Good piece by Shane Brennan on Medium about the realities of data science in day-to-day working life (in contrast with how it’s taught).
His ten fallacies:
1. The data exists.
2. The data is accessible.
3. The data is consistent.
4. The data is relevant.
5. The data is intuitively understandable.
6. The data can be processed.
7. Analyses can be easily re-executed.
8. Where we’re going we don’t need encryption.
9. Analytics outputs are easily shared and understood.
10. The answer you’re looking for is there in the first place.

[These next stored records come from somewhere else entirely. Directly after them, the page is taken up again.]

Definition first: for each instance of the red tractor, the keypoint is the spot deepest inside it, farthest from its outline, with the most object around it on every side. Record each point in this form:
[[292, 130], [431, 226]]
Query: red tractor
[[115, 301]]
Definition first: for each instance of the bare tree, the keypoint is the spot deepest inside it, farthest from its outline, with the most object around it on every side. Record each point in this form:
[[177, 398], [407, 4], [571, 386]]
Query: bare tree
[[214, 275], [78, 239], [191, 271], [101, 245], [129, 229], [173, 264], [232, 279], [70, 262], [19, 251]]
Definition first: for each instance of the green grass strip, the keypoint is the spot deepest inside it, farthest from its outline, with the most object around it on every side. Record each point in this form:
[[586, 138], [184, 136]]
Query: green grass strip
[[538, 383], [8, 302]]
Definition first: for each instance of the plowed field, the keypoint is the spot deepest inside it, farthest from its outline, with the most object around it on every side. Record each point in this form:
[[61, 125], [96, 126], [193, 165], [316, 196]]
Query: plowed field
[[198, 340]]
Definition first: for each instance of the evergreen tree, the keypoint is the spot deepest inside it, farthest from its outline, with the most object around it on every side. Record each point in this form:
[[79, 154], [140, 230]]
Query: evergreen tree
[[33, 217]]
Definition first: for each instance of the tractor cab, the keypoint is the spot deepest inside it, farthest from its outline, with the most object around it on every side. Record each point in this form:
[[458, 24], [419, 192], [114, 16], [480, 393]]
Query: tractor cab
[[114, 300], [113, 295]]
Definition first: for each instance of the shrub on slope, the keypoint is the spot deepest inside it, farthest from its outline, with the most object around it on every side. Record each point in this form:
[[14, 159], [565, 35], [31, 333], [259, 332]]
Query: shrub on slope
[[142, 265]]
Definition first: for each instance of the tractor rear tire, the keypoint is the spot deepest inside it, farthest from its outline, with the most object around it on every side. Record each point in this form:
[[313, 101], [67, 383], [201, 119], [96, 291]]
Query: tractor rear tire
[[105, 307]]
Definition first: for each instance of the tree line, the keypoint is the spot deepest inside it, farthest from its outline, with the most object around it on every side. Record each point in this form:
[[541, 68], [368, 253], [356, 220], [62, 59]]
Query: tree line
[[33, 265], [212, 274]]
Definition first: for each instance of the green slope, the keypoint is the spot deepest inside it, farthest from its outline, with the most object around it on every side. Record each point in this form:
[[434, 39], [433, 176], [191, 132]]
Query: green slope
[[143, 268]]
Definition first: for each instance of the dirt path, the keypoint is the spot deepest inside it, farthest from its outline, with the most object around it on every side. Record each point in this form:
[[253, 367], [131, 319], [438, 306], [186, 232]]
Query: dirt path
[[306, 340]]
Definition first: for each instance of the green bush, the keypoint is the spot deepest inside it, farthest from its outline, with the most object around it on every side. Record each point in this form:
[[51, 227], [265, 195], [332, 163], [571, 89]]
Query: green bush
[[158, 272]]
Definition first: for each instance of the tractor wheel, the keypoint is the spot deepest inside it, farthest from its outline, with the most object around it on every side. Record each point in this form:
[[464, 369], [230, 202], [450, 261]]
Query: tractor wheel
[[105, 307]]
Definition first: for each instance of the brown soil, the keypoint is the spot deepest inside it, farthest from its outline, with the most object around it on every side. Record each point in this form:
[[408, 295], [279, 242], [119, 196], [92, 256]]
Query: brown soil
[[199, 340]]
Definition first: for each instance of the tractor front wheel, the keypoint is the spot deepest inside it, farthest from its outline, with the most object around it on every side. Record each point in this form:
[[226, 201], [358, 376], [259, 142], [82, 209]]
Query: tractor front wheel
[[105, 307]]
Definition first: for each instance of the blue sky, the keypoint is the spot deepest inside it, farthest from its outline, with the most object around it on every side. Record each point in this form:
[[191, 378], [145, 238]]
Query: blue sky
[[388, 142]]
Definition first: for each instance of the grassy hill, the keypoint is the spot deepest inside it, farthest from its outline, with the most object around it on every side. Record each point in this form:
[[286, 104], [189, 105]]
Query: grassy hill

He is writing about a business context–for instance where Google Analytics, and its attendant woes, are likely to play a big role in answering a client’s marketing strategy question. But what struck me about his fallacies is their aptness in worlds I hang in–journalism and education. Data journalism is, of course, the flavor of the week, month, and year, and no doubt it is of value–but it is sometimes seen like a magic toolbox that can be used without an hypothesis, without a real data set, and, most importantly, no clear idea of what would actually constitute a newsworthy answer to the query.
I know there are data journalism efforts that don’t fall pray to Brennan’s list, but I wonder how many. In particular, overcoming that last point in the affirmative is a high bar. Is the information really there for the finding? Reminds me of a quote from Confucius.
“The hardest thing of all is to find a black cat in a dark room, especially if there is no cat.”–Confucius
(As for education, I’ll save my gripes about use and misuse of data for another day.)